For many businesses and organizations whose success is built on providing responsive customer support and a telephone-based sales strategy, a call centre might be more accurately referred to as a “nerve centre.”
When choosing a technology platform to power your call centre, there are three big picture objectives that should guide your decision:
* Improving the customer experience
* Helping staff meet sales and service objectives
* Creating positive brand relationships
Selecting the right technology platform for your call centre will allow you to deliver on all of these priorities. Here are five features that are strongly recommended for those seeking a robust and powerful call centre solution:
1. Real-time data monitoring capabilities.
Given the essential role your call centre plays, you want to ensure you have the ability to accurately evaluate performance levels on an as-needed basis – versus having to wait days or weeks. Real time monitoring functionality has many advantages:
* The agility to assess resource availability (do you have enough team members to handle current call volumes?)
* The ability to review employee productivity stats daily.
* Immediate access to key performance indicators, such as call wait times, average talk time, number of incoming calls and unanswered calls.
* The ability to set alerts if performance standards are not met.
2. Comprehensive reporting tools.
A good call centre system will be able to consolidate the real-time data you have collected into easy-to-read reports so you can respond in a strategic manner. These tools can help you assess your call centre’s efficiency and performance.

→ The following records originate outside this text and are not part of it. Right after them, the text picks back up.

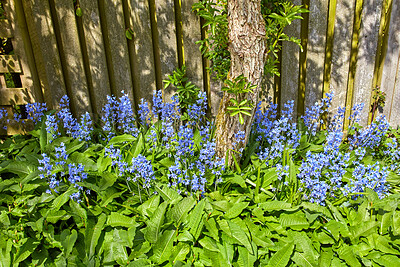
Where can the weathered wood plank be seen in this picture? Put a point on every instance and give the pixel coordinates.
(5, 29)
(23, 48)
(191, 30)
(341, 51)
(390, 67)
(290, 65)
(96, 54)
(165, 13)
(394, 117)
(10, 64)
(143, 46)
(316, 51)
(15, 96)
(367, 46)
(118, 62)
(44, 44)
(74, 73)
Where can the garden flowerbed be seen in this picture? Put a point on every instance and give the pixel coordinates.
(150, 190)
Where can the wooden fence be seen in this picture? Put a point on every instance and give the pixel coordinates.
(350, 47)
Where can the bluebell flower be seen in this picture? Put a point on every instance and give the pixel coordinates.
(35, 111)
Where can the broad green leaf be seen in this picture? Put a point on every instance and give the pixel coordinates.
(169, 194)
(179, 252)
(149, 206)
(346, 253)
(275, 205)
(240, 236)
(180, 210)
(236, 210)
(117, 219)
(209, 244)
(195, 216)
(61, 200)
(388, 260)
(98, 228)
(211, 226)
(282, 256)
(152, 231)
(245, 258)
(304, 244)
(296, 221)
(54, 216)
(68, 240)
(107, 180)
(163, 248)
(25, 250)
(325, 259)
(363, 229)
(4, 220)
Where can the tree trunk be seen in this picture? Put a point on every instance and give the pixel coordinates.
(247, 46)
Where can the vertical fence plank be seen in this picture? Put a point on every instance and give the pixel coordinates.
(290, 64)
(341, 51)
(394, 117)
(48, 64)
(367, 47)
(316, 51)
(191, 30)
(144, 57)
(165, 14)
(96, 54)
(74, 71)
(390, 69)
(23, 49)
(118, 61)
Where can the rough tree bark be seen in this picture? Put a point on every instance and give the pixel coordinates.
(247, 45)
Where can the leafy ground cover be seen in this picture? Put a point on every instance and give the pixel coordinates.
(149, 190)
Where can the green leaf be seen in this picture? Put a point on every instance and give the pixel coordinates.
(98, 228)
(61, 200)
(346, 253)
(169, 194)
(68, 240)
(209, 244)
(180, 210)
(275, 205)
(296, 221)
(282, 256)
(163, 247)
(179, 252)
(25, 250)
(245, 258)
(152, 231)
(388, 260)
(117, 219)
(240, 236)
(195, 217)
(236, 210)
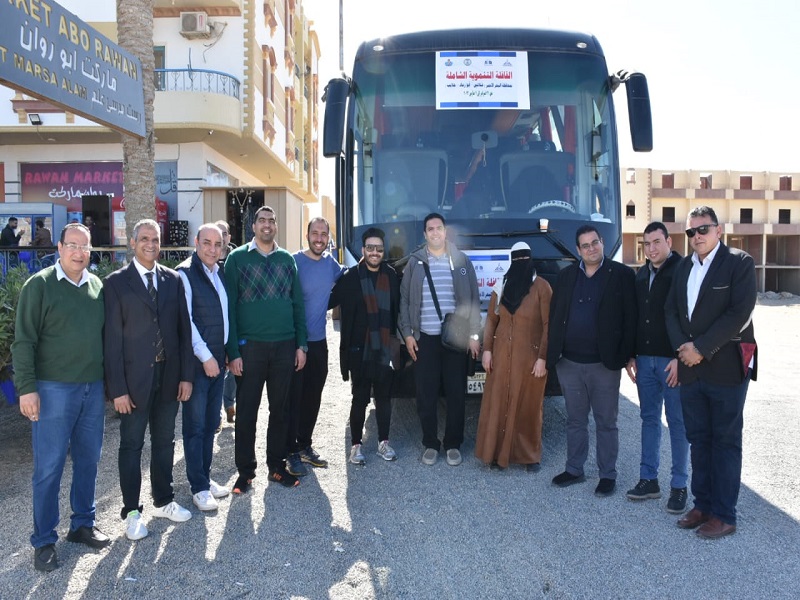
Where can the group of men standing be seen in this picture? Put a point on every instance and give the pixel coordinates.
(153, 339)
(682, 327)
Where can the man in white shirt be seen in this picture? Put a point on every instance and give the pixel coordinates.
(207, 302)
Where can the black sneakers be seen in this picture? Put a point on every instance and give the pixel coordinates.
(677, 500)
(282, 476)
(91, 536)
(45, 558)
(646, 489)
(605, 487)
(565, 479)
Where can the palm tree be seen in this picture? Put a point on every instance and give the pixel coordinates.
(135, 34)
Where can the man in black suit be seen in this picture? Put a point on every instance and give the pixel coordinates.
(149, 368)
(592, 335)
(709, 314)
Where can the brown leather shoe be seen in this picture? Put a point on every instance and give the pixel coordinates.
(714, 528)
(693, 518)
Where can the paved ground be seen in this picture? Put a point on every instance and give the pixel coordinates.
(404, 530)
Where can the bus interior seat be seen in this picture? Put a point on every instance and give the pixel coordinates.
(410, 181)
(527, 179)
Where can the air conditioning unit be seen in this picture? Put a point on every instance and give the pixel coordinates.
(195, 24)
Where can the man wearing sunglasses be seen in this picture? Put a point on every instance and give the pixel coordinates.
(369, 297)
(709, 314)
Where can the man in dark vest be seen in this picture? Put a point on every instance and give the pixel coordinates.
(208, 309)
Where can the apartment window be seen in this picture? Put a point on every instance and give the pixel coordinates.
(159, 54)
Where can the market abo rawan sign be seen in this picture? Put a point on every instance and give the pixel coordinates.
(49, 53)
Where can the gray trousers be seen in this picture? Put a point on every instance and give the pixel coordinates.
(590, 387)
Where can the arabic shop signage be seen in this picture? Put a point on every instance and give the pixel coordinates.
(49, 53)
(482, 79)
(67, 183)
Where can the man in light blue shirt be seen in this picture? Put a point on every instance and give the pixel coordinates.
(208, 310)
(318, 271)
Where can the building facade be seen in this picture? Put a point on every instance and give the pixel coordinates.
(759, 212)
(236, 121)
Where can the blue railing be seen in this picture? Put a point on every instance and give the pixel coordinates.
(196, 80)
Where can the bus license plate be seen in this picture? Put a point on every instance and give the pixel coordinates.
(475, 383)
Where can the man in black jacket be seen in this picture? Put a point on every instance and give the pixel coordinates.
(655, 373)
(709, 314)
(591, 337)
(369, 296)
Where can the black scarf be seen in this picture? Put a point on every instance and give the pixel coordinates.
(378, 300)
(517, 281)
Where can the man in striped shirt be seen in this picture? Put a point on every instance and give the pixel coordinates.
(456, 289)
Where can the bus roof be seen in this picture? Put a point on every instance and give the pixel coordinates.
(484, 39)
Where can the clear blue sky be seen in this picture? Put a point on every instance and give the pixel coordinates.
(722, 75)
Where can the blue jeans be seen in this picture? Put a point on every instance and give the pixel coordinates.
(200, 422)
(71, 419)
(714, 419)
(651, 382)
(229, 389)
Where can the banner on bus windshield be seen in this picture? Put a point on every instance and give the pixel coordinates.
(482, 79)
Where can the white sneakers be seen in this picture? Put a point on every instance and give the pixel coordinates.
(386, 452)
(356, 456)
(205, 501)
(134, 528)
(217, 490)
(172, 511)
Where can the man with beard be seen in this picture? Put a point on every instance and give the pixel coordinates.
(369, 296)
(266, 344)
(318, 271)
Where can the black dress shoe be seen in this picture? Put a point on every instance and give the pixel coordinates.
(45, 558)
(566, 478)
(605, 487)
(694, 518)
(91, 536)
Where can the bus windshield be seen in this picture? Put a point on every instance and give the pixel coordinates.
(494, 169)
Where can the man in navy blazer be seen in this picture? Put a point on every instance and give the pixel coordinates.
(709, 314)
(592, 335)
(149, 367)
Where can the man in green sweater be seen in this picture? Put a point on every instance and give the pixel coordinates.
(267, 343)
(58, 366)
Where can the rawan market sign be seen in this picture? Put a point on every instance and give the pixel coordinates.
(48, 52)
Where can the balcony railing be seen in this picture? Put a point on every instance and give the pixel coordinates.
(196, 80)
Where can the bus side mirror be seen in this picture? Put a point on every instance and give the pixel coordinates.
(639, 115)
(335, 98)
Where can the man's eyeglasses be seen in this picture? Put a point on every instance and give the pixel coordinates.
(701, 229)
(72, 247)
(593, 244)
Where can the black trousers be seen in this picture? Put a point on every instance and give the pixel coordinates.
(271, 363)
(439, 368)
(363, 386)
(306, 396)
(160, 416)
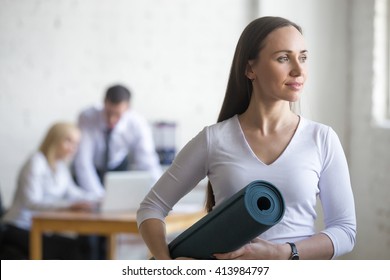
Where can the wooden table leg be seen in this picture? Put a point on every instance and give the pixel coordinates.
(35, 242)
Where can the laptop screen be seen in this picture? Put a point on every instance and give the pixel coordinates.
(125, 190)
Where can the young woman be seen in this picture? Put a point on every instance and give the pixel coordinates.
(257, 137)
(45, 183)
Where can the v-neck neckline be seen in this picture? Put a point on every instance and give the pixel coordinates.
(282, 154)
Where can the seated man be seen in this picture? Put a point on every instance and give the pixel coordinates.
(114, 138)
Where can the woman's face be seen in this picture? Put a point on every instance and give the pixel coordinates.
(279, 72)
(68, 147)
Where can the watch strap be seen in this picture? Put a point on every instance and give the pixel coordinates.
(294, 251)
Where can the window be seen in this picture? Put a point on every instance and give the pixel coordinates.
(381, 90)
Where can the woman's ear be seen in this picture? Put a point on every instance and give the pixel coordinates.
(249, 73)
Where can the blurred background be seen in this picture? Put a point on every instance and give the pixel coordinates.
(59, 56)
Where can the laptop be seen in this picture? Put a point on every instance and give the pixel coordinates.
(125, 190)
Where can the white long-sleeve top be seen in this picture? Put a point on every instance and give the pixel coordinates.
(41, 188)
(131, 136)
(313, 164)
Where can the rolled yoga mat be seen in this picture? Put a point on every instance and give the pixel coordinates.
(232, 224)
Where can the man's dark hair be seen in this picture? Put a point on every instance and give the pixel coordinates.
(117, 94)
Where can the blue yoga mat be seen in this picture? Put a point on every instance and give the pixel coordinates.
(232, 224)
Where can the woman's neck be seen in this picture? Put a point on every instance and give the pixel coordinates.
(268, 118)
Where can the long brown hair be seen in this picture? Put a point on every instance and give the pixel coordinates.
(239, 87)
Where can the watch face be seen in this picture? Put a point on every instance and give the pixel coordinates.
(295, 257)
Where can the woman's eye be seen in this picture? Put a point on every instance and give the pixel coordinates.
(303, 58)
(283, 59)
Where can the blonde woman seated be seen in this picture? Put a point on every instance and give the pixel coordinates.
(45, 183)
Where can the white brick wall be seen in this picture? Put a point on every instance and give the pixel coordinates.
(58, 56)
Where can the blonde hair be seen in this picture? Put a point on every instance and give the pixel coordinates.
(57, 133)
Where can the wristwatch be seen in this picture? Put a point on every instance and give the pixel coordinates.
(294, 251)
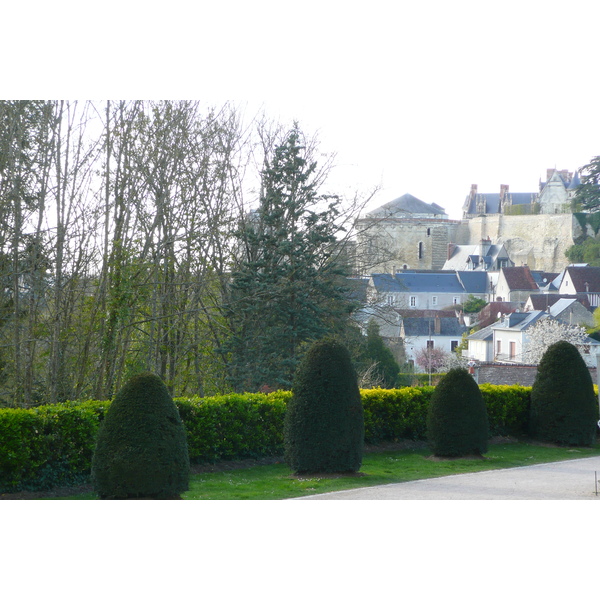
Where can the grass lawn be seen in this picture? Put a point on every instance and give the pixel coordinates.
(275, 482)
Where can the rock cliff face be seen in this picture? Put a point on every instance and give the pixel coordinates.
(538, 241)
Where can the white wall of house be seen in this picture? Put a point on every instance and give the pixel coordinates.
(508, 345)
(480, 350)
(422, 300)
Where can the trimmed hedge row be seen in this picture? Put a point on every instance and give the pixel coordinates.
(52, 445)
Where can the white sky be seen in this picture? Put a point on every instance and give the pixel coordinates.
(415, 97)
(421, 97)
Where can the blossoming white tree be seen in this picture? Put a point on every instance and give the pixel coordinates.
(548, 331)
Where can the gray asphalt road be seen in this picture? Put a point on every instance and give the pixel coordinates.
(566, 480)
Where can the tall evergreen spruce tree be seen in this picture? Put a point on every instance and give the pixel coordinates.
(288, 288)
(387, 368)
(564, 407)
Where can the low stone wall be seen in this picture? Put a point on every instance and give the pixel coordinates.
(511, 374)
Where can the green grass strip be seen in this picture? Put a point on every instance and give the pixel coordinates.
(275, 482)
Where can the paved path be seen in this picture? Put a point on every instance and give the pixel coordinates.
(566, 480)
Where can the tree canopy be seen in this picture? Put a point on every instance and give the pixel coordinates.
(288, 288)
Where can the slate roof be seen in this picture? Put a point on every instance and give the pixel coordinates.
(462, 254)
(544, 280)
(406, 206)
(519, 278)
(486, 333)
(544, 301)
(520, 321)
(474, 282)
(419, 326)
(489, 314)
(432, 281)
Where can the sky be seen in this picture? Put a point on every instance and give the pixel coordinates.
(424, 98)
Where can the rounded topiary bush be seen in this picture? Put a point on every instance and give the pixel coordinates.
(457, 420)
(324, 423)
(141, 449)
(564, 407)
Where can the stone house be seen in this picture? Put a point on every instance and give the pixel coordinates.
(515, 284)
(506, 340)
(429, 290)
(418, 333)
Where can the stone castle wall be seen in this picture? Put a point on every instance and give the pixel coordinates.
(538, 241)
(388, 245)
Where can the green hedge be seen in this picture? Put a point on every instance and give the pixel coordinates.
(52, 445)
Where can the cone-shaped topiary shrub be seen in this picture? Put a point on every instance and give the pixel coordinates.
(324, 423)
(457, 421)
(141, 450)
(564, 407)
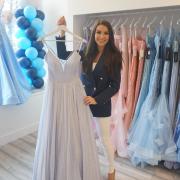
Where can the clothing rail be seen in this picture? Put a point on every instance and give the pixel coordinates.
(138, 11)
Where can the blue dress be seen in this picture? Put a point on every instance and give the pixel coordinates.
(152, 139)
(14, 88)
(145, 83)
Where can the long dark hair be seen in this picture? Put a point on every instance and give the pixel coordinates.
(111, 53)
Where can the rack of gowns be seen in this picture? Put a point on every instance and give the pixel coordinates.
(144, 111)
(14, 88)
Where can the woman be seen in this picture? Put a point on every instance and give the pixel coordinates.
(101, 65)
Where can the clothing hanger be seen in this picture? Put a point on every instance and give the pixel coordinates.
(130, 27)
(116, 26)
(145, 20)
(113, 22)
(149, 25)
(162, 20)
(135, 26)
(61, 28)
(125, 21)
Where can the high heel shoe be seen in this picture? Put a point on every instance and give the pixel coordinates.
(111, 176)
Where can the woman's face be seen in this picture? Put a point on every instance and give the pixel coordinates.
(101, 36)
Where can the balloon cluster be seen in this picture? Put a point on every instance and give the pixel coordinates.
(30, 52)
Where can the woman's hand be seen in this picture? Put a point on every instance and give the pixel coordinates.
(88, 100)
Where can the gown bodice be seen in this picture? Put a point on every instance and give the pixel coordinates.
(63, 71)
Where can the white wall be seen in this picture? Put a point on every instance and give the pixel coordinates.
(17, 121)
(89, 6)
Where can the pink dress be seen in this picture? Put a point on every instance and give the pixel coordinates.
(133, 75)
(119, 100)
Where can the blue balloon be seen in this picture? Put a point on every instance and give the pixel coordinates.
(37, 24)
(20, 53)
(41, 53)
(32, 73)
(24, 43)
(38, 83)
(24, 71)
(30, 12)
(38, 63)
(31, 53)
(41, 72)
(25, 62)
(38, 45)
(40, 15)
(20, 33)
(19, 12)
(31, 33)
(23, 22)
(40, 33)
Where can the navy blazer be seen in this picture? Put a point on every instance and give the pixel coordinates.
(98, 83)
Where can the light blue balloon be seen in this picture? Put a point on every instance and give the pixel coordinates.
(24, 71)
(23, 43)
(41, 72)
(20, 33)
(38, 63)
(31, 53)
(30, 12)
(37, 24)
(40, 33)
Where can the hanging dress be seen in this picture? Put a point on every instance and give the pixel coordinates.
(152, 139)
(65, 145)
(14, 88)
(118, 133)
(151, 52)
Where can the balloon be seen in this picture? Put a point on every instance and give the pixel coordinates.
(41, 72)
(20, 33)
(31, 53)
(32, 73)
(40, 33)
(38, 82)
(25, 62)
(42, 53)
(24, 71)
(38, 45)
(30, 12)
(37, 24)
(40, 15)
(19, 12)
(20, 53)
(31, 33)
(22, 22)
(38, 63)
(23, 43)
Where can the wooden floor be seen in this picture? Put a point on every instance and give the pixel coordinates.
(16, 163)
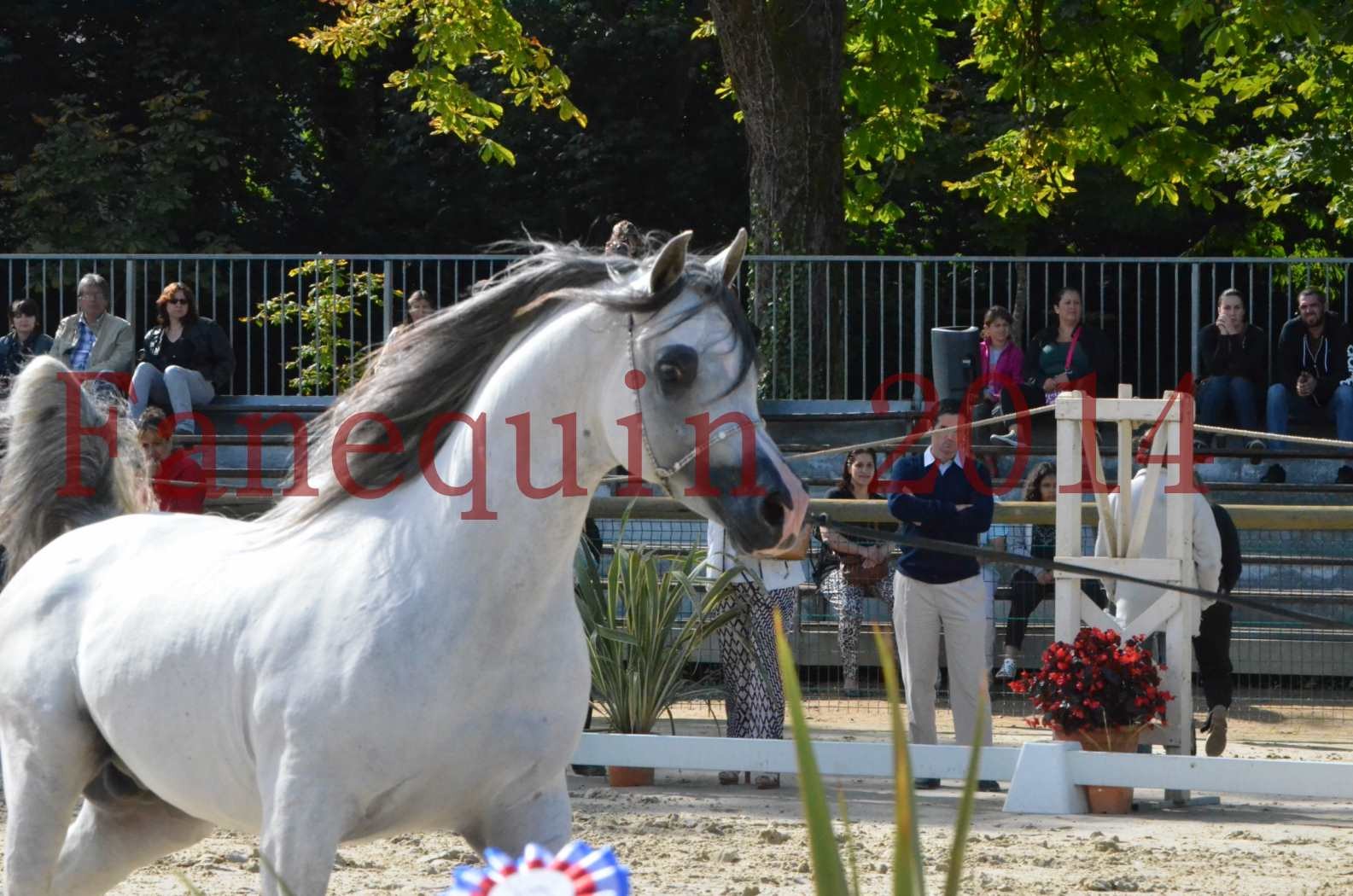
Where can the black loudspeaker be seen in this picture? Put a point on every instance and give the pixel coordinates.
(955, 360)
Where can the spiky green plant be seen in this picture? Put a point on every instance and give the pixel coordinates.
(908, 872)
(639, 641)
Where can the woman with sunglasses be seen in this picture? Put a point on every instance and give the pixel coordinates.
(23, 340)
(185, 363)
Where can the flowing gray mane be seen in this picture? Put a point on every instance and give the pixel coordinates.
(436, 367)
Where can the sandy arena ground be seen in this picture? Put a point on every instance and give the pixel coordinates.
(691, 835)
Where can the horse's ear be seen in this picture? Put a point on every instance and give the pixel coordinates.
(671, 263)
(724, 265)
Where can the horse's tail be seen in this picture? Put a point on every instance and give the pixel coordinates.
(48, 489)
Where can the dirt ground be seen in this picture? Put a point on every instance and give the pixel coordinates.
(691, 835)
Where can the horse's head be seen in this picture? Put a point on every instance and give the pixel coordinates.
(689, 369)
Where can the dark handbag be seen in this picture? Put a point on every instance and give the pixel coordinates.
(855, 573)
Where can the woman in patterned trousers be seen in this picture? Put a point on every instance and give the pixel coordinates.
(844, 559)
(754, 695)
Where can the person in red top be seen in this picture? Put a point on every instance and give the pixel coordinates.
(171, 467)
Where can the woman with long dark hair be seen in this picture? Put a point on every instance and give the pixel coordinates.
(1063, 356)
(185, 363)
(854, 570)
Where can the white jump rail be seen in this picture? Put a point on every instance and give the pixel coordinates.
(1045, 777)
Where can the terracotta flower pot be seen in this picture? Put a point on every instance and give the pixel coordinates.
(1105, 800)
(624, 776)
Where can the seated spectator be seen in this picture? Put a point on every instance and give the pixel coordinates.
(1233, 364)
(1003, 360)
(25, 340)
(1315, 375)
(179, 482)
(1061, 358)
(185, 362)
(95, 340)
(1031, 586)
(938, 498)
(851, 572)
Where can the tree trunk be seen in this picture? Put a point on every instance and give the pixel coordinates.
(785, 58)
(786, 61)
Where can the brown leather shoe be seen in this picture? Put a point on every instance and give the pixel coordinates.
(1216, 731)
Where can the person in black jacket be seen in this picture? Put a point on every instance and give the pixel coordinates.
(1233, 364)
(1315, 375)
(1212, 644)
(185, 362)
(1065, 356)
(23, 340)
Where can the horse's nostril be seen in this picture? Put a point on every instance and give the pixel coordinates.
(773, 509)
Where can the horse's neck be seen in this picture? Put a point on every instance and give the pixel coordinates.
(548, 375)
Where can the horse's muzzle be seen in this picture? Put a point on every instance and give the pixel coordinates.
(766, 517)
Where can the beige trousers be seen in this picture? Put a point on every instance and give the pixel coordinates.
(920, 611)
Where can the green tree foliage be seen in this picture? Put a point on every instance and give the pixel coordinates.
(446, 37)
(1191, 101)
(103, 183)
(329, 360)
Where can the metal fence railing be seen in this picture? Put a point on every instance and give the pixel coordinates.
(834, 328)
(1280, 665)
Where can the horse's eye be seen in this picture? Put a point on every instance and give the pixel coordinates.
(677, 367)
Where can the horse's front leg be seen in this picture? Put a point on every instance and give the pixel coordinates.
(303, 820)
(540, 815)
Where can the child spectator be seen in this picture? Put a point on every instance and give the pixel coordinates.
(1001, 360)
(173, 470)
(1233, 364)
(418, 306)
(1314, 359)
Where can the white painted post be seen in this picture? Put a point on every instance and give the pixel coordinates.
(1068, 589)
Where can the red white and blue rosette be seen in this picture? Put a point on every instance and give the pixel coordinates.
(575, 870)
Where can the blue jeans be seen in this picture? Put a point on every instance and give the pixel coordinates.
(1283, 402)
(184, 389)
(1218, 392)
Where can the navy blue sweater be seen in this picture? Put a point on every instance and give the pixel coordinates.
(932, 513)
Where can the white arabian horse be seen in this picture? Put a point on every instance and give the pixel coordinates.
(371, 660)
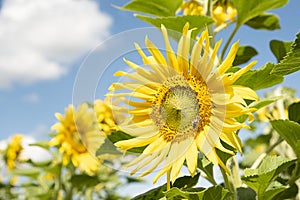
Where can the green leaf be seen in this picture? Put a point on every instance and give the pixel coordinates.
(246, 193)
(290, 132)
(294, 111)
(264, 102)
(155, 193)
(107, 148)
(244, 54)
(116, 136)
(264, 21)
(186, 181)
(260, 179)
(82, 181)
(280, 48)
(177, 23)
(215, 192)
(154, 7)
(291, 62)
(261, 78)
(249, 9)
(32, 172)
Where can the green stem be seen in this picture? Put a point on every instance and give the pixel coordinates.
(263, 155)
(229, 41)
(229, 185)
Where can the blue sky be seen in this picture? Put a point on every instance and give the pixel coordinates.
(43, 49)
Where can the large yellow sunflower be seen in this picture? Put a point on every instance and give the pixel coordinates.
(76, 132)
(181, 105)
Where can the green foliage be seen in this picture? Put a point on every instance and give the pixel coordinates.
(262, 179)
(215, 192)
(244, 54)
(294, 111)
(290, 132)
(176, 23)
(264, 21)
(154, 7)
(291, 62)
(248, 10)
(280, 48)
(261, 78)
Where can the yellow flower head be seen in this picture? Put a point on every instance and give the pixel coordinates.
(76, 132)
(181, 105)
(14, 149)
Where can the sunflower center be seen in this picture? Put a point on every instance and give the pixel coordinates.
(182, 107)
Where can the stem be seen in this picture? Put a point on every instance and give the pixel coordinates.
(262, 156)
(229, 185)
(168, 180)
(229, 40)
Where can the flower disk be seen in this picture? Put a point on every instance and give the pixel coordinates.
(181, 105)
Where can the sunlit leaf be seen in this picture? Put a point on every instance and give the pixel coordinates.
(290, 132)
(261, 78)
(244, 54)
(215, 192)
(177, 23)
(294, 112)
(280, 48)
(154, 7)
(261, 178)
(264, 21)
(249, 9)
(291, 62)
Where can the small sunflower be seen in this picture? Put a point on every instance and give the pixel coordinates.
(76, 132)
(181, 105)
(13, 151)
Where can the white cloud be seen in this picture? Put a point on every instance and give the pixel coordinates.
(41, 38)
(31, 98)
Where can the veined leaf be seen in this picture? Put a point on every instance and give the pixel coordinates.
(215, 192)
(260, 179)
(264, 21)
(294, 111)
(177, 23)
(249, 9)
(290, 132)
(280, 49)
(291, 62)
(244, 54)
(261, 78)
(153, 7)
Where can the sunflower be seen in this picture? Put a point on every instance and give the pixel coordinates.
(181, 105)
(76, 132)
(13, 151)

Insights gleaned from data can help you enhance customer service and identify any potential problems before they become chronic concerns. Toshiba’s Taske Contact Call Centre System includes a “Visualizer”, which provides managers with convenient at-a-glance access to key performance data.
3. Performance tools accessible by individual employees.
It is not just managers who will benefit from knowing how the call centre is performing. By choosing a platform that uses desktop tools to make data available to employees in real time, team members can readjust their approach to meet current demands on the call centre.
For example, if your call centre is slammed and wait times are increasing, they can be mindful of keeping calls concise where possible. Having access to one’s own performance data is also is a valuable training tool, as employees can measure their own performance against others.
4. Performance-motivation tools
Knowing how close (or far) you are from meeting objectives goes a long way when motivating staff. The Taske System, for example, has a function called “Display Central.” Messages, alerts and scrolling tickers appear on each team member’s desktop alerting them how close they are to meeting objectives. Indicating when a goal has been attained helps to provide positive reinforcement.
5. A user-friendly platform
The most effective communication tools are those that make your life easy and reduce headaches, rather than cause them. The easier a system is to use, the more you’ll use it.
There are a number of call centre options available. To find the one that meets the needs of your business and its customer base, do your homework. A good communication services provider should be able to offer you a list of options to choose from and can make recommendations based on your needs and opportunities. Today and into the foreseeable future.